Pursuant to the will, Mr Smith and his son, Mr Smith Jr, were to share equally in the real property in the estate. Mr Smith’s daughter, Ms Smith, and a man named Mr Grey were to receive bequests of $5,000 each.
We were instructed by Mr Smith to apply for letters of administration of his father’s estate, on the basis that the will had been revoked by the words “Cancelled”.
The Supreme Court refused to accept the will was revoked without obtaining the consents of all beneficiaries named in the will.

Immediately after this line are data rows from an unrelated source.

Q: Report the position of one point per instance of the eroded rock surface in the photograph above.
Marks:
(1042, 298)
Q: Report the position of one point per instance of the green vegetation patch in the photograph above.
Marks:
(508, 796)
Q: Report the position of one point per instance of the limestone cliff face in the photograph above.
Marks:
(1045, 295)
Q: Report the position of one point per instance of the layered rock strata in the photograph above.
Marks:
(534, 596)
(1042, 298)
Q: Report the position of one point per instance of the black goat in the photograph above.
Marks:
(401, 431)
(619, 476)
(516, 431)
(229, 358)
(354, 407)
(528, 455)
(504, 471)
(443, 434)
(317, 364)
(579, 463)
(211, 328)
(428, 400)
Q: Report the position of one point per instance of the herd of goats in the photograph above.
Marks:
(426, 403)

Mr Smith’s two children, who were provided for in the will, refused to provide their consents, as they would receive nothing under the provisions of the Administration Act if the will was accepted as revoked.
Mr Smith then discovered that Mr Grey, a man who lived in the UK and who Mr Smith thought was his stepbrother, had in fact been adopted by Mr Smith’s father some 70 years previous. Mr Grey had not seen Mr Smith’s father since 1966.
As an adopted child, Mr Grey was deemed to have the same claim as a natural child for the purposes of the provisions of the Administration Act.
If the will was accepted as revoked, Mr Grey’s entitlement would have increased from $5,000 to $700,000.
Tang Legal commenced an Inheritance Act claim on behalf of Mr Smith, seeking greater provision than the 50% of the estate he would be entitled to if the will was accepted as revoked and the estate be transferred to Mr Smith and Mr Grey.
After commencement of the Inheritance Act claim, we negotiated with Mr Grey’s lawyers and with Mr Smith Jr and Ms Smith, reaching a settlement with all parties in a Deed of Family Arrangement.
Mr Grey agreed to take only $50,000 from the estate, while Mr Smith was left with the balance of $1,350,000.